Narrated by an hilariously unreliable guide and unfolding over 90 minutes, Guru of Chai is a beautifully wrought monologue full of melodramatic twists, godly interventions and wry observations on Indian society: on wealth and poverty, the rush to embrace western culture (at one point in the tale Kutisah finds himself trying to operate a chai stall next to a Starbucks), and the stranglehold of bureaucracy and corruption.
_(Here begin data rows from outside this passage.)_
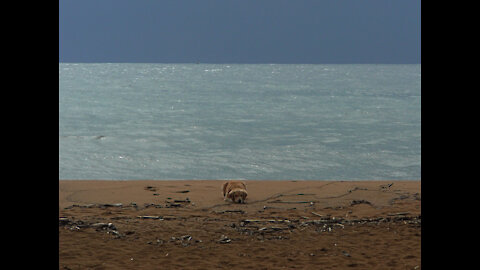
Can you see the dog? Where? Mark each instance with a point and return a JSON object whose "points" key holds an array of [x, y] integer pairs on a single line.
{"points": [[235, 190]]}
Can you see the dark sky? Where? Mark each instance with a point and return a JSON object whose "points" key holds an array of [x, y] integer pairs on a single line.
{"points": [[240, 31]]}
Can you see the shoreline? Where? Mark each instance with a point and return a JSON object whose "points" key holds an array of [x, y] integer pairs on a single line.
{"points": [[186, 224]]}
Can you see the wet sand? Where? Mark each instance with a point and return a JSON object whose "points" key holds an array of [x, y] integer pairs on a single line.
{"points": [[283, 225]]}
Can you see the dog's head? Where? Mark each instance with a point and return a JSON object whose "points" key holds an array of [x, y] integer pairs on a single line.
{"points": [[237, 195]]}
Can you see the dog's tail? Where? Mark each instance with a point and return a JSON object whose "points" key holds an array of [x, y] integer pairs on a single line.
{"points": [[224, 187]]}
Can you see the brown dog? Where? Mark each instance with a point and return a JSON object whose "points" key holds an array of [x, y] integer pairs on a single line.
{"points": [[235, 190]]}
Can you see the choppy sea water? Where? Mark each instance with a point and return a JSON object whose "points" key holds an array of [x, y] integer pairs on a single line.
{"points": [[238, 121]]}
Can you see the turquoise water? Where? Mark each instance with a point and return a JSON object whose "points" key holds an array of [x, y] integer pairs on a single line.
{"points": [[239, 121]]}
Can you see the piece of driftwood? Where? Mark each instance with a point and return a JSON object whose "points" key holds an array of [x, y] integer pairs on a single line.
{"points": [[187, 200], [280, 201], [230, 211]]}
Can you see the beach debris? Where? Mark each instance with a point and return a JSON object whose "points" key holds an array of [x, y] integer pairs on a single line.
{"points": [[151, 188], [187, 200], [356, 188], [280, 201], [105, 205], [92, 205], [172, 205], [398, 214], [150, 217], [346, 254], [184, 240], [224, 240], [147, 205], [110, 228], [355, 202], [230, 211], [387, 186]]}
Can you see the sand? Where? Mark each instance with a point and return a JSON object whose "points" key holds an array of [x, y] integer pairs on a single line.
{"points": [[284, 225]]}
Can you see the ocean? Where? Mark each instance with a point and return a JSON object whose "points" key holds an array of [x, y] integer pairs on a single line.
{"points": [[130, 121]]}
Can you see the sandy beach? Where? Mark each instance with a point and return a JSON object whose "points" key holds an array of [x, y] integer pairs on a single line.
{"points": [[283, 225]]}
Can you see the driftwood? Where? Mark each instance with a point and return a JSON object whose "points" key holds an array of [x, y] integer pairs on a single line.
{"points": [[230, 211], [280, 201], [150, 217]]}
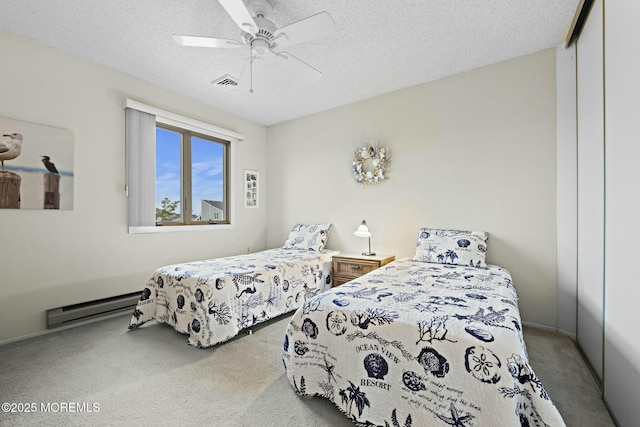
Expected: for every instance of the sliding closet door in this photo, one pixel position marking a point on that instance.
(622, 329)
(590, 78)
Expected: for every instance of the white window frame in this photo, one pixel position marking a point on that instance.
(140, 179)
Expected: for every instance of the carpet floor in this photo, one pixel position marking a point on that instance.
(101, 374)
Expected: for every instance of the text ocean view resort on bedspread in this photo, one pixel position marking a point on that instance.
(419, 344)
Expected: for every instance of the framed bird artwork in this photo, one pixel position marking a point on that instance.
(36, 166)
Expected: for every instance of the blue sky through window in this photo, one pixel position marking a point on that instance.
(207, 169)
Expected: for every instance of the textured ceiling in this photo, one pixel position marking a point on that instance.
(379, 45)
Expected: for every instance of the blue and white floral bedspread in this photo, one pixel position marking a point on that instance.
(213, 300)
(419, 344)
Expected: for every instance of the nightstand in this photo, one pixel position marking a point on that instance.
(347, 267)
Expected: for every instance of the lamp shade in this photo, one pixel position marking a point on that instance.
(363, 230)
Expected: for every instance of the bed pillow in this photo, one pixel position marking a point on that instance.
(308, 237)
(452, 247)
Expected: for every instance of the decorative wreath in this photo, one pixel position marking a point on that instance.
(379, 163)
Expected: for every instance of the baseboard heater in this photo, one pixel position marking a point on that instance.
(91, 309)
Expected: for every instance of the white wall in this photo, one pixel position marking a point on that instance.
(473, 151)
(622, 294)
(54, 258)
(590, 101)
(567, 190)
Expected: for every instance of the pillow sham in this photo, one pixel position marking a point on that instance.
(308, 237)
(457, 247)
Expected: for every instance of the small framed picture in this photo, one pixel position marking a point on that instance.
(251, 189)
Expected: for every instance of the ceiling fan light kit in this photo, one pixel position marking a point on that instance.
(264, 39)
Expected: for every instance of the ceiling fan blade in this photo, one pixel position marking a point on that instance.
(240, 15)
(196, 41)
(311, 28)
(297, 66)
(249, 68)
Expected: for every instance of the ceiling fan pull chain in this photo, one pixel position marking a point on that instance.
(251, 73)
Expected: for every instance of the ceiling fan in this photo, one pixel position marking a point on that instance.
(264, 38)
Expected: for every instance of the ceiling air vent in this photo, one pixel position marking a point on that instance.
(226, 82)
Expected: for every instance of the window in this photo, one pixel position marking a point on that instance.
(180, 174)
(190, 178)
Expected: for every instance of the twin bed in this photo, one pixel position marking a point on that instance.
(427, 341)
(213, 300)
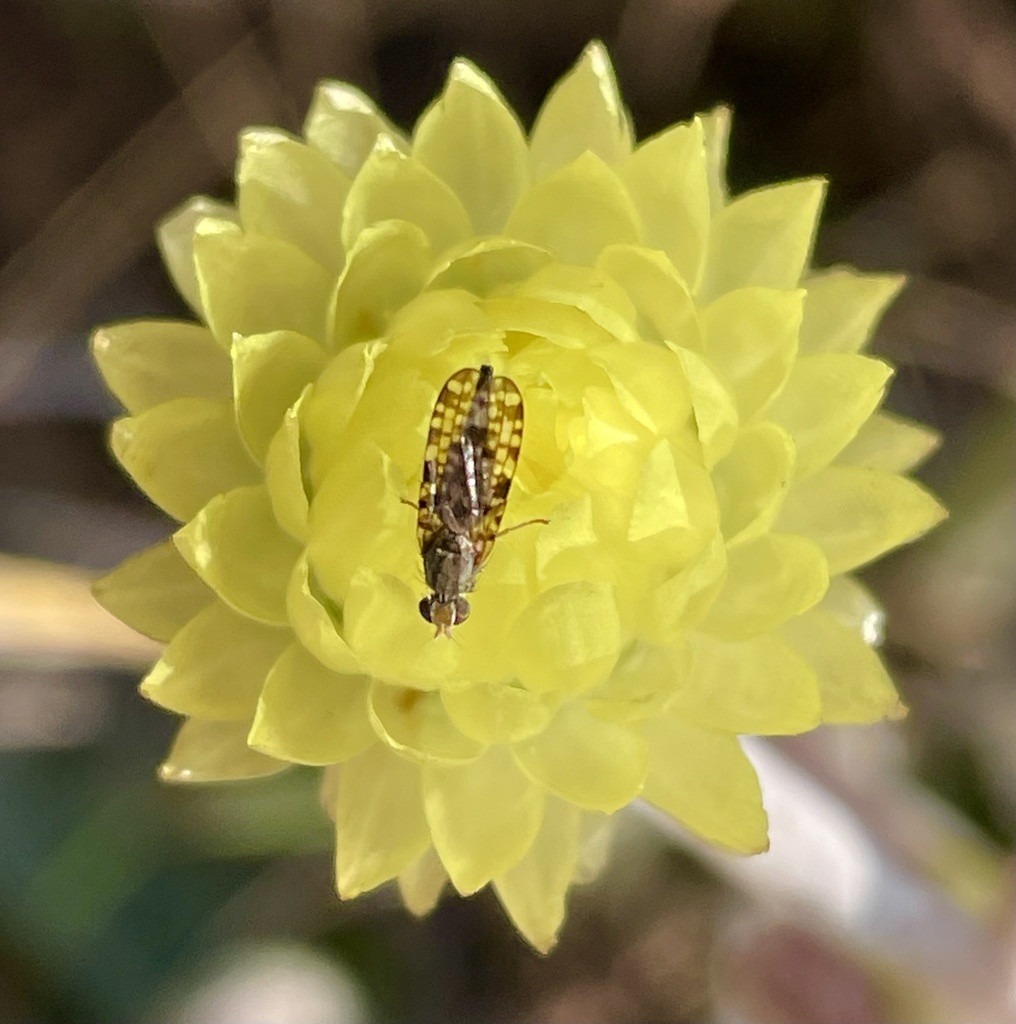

Directed by Justin Lewis (who also co-wrote the script) and supported by Adam Ogle on a drone-tuned guitar and electronic drum pads, Rajan is a marvellously versatile storyteller. Over the course of the evening he gives voice to more than 20 characters, each with its own distinctive timbre and presence. His sleight-of-hand tricks and shadow puppetry is delightful, his rapport with the audience warm and instant.

Rajan has performed this work for several years now and his mastery of the material is total. For anyone interested in the art of storytelling, Guru of Chai is essential viewing.

This 4-star review of Guru of Chai originally ran in Time Out Sydney in May 2017.